As already mentioned the channel is going to be a simple memory channel which is designed for high throughput and little resilience. All in all our Flume agent looks like this:

postfix.sources = syslog_tcp
postfix.sinks = s3
postfix.channels = mem_channel

postfix.sources.syslog_tcp.type = multiport_syslogtcp
postfix.sources.syslog_tcp.host = 0.0.0.0
postfix.sources.syslog_tcp.ports = 5140
#postfix.sources.syslog_tcp.interceptors = i1 i2
#postfix.sources.syslog_tcp.interceptors.i1.type = timestamp
#postfix.sources.syslog_tcp.interceptors.i2.type = host
#postfix.sources.syslog_tcp.interceptors.i2.hostHeader = hostname

postfix.sinks.s3.type = hdfs
postfix.sinks.s3.hdfs.path = /postfix/%{hostname}/%y-%m-%d
postfix.sinks.s3.hdfs.filePrefix = mail_log

postfix.channels.mem_channel.type = memory
postfix.channels.mem_channel.capacity = 1000
postfix.channels.mem_channel.transactionCapacity = 100

postfix.sources.syslog_tcp.channels = mem_channel
postfix.sinks.s3.channel = mem_channel

We can now run this agent and test it by connecting to it with telenet:

flume-ng agent -c flume_example -f flume_example/flume_postfix.conf --name postfix -Dflume.root.logger=INFO,console &

To test if everything is working correctly we can connect to the running Flume agent using telnet and write “events” to it. If working correctly files containing syslog events serialized as Sequence Files should appear in the configures bucket.

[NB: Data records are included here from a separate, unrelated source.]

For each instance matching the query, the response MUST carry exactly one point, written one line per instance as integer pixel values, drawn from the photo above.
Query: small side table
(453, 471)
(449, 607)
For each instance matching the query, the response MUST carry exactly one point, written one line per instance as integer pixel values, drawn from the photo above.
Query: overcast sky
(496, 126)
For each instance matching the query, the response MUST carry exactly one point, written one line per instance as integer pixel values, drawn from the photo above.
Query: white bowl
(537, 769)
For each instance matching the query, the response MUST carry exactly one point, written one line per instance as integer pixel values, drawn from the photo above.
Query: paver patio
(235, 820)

echo "Flume Example Postfix" | telnet localhost 5140

Setup rsyslog

We now have our Flume agent running collecting syslog events that are directed to port 5140. Configuring rsyslog to send postfix messages to that port is a simple line in the configuration. But we also would want rsyslog to do this in a reliable way. If your Flume agent dies we would want rsyslog to spill the events to a temporary output and as soon as the agent is running again to send this queued messages. This can be achieved by using a so called ActionQueue. This is going to be our cornerstone of reliability. For an in-depth reading of rsyslog ActionQueues please read here.

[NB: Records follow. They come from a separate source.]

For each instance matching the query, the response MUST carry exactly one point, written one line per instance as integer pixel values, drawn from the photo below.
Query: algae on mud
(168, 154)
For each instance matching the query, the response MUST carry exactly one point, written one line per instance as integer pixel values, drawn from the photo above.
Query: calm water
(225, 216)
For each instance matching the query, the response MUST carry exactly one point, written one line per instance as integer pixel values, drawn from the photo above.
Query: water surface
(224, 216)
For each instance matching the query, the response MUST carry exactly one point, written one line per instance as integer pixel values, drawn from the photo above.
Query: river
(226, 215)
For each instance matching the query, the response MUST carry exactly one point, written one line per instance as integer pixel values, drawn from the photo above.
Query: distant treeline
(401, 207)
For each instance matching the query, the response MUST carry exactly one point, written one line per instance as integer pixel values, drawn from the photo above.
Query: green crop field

$ActionQueueType LinkedList   		# use asynchronous processing
$ActionQueueFileName flume_postfix  	# set file name, also enables disk mode
$ActionResumeRetryCount -1    		# infinite retries on insert failure
$ActionQueueSaveOnShutdown on 		# save in-memory data if flume shuts down
mail.*       @@localhost:5140           # filter message only send mail/postfix messages

To configure rsyslog you create a *.conf file under /etc/rsyslog.d . Please check if $IncludeConfig /etc/rsyslog.d/*.conf  is present in /etc/rsyslog.conf  to be sure your config file is going to be read. In my case I simply used /etc/rsyslog.d/50-default.conf where the filters for mail.* were already present.

You can see in the configuration I use that through rsyslog ActionQueues messages are stacked if failed to send to port 5140 on localhost. You should note that lines starting with the word “Action” modify the next action and should be specified in front of it (/usr/share/doc/rsyslog-doc/html/rsyslog_conf_global.html).  In our case we modify the mail.* @@localhost:5140  action to use a LinkedList.

rsyslog will notice if the Flume agent is down, as we are using TCP. This would not be possible if using UDP.